A little background on us, we are both fairly active, live on a working family cattle farm as a hobby, she had her job I had mine. She loved being outside, cut grass, weed eat. We traveled did a lot of things. 2 kids

my wife at age of 44 had a 6 cm blood clot in brain. She has never smoked or done drugs or any health issues at all. The day before took care of grass, at the pool and finished off the day watching skunks eating cat food on front porch. I have worked from home since 2004, don’t have to travel. On a Monday morning I came upstairs to get something and found her on floor of bedroom. She had 1 of the best neurologist in county working on her. 1 week in ICU, 6 weeks of in patient therapy. This was 6/6/16. We will be 19 years of marriage in April. After 3 months of blood tests, neurologists sat down and said had no idea why or how or where blood clot came from. The only thing that we know is it happened when she was sleeping. The last part to add, her neurology psychologist did 2 days of tests determined that the biggest parts of brain on the right side was logical thinking and reasoning. Some short term memory issues. Last March, out of the blue lost my job. Eventually found something but took a lot longer than expected. Lucky to still be working at home. Physically, her left arm is completely gone, no use or movement. Left leg some movement in left hip. A LOT of tone issues in left leg and ankle

  With that said, and not nearly as bad as others here have it. Before stroke, we were like to puzzle pieces that went together. Now, I don’t know what to think, or where to start. She keeps saying she wants her husband back, because I don’t treat her like I did before the stroke. Accused me of cheating on her ( no I did not ), thinks that I would constantly send emails out bad mouthing her, to friends. I can go on and on. She cries a LOT, most of the time, no idea why. Her mom has lived with us for the last 15 or 16 years and once in a while will come up to me and say I don’t know how you deal with her. Again I work from home I even ask..when did I do that, do I sneak out in middle of the night? And it’s now getting worse and it is wearing on me, and feeling completely overwhelmed. I have been seeing a shrink last few months. She is constantly taking shots and digs at me, complaining that i didn’t like a post she put on Facebook. She doesn’t believe anything I say, thinks her own 14 year old daughter doesn’t like her. The same daughter who volunteered to learn how to straight cath because we needed someone else to know how to besides me. I’m sure at the age of 12, most daughters would want to, but as she said, if I have to I have to.

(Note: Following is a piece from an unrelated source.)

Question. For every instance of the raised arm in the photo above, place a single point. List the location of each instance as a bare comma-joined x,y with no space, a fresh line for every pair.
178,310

 I can go on and on...but it’s wearing me down. I talk to her best friend all the time and keep her informed. I’m approaching my limit and frustrated. I’m thinking of marriage counseling, but the whole logical thinking and reasoning, will counseling be able to get through to her?

 I don’t get to exercise like I use to or spend much time at farm. The other thing that is frustrating is, outside of therapy, she does nothing at home to help herself. No exercising, just putting weight on left leg or anything to help herself. She sits, eats, watches soaps and hgtv. That’s it.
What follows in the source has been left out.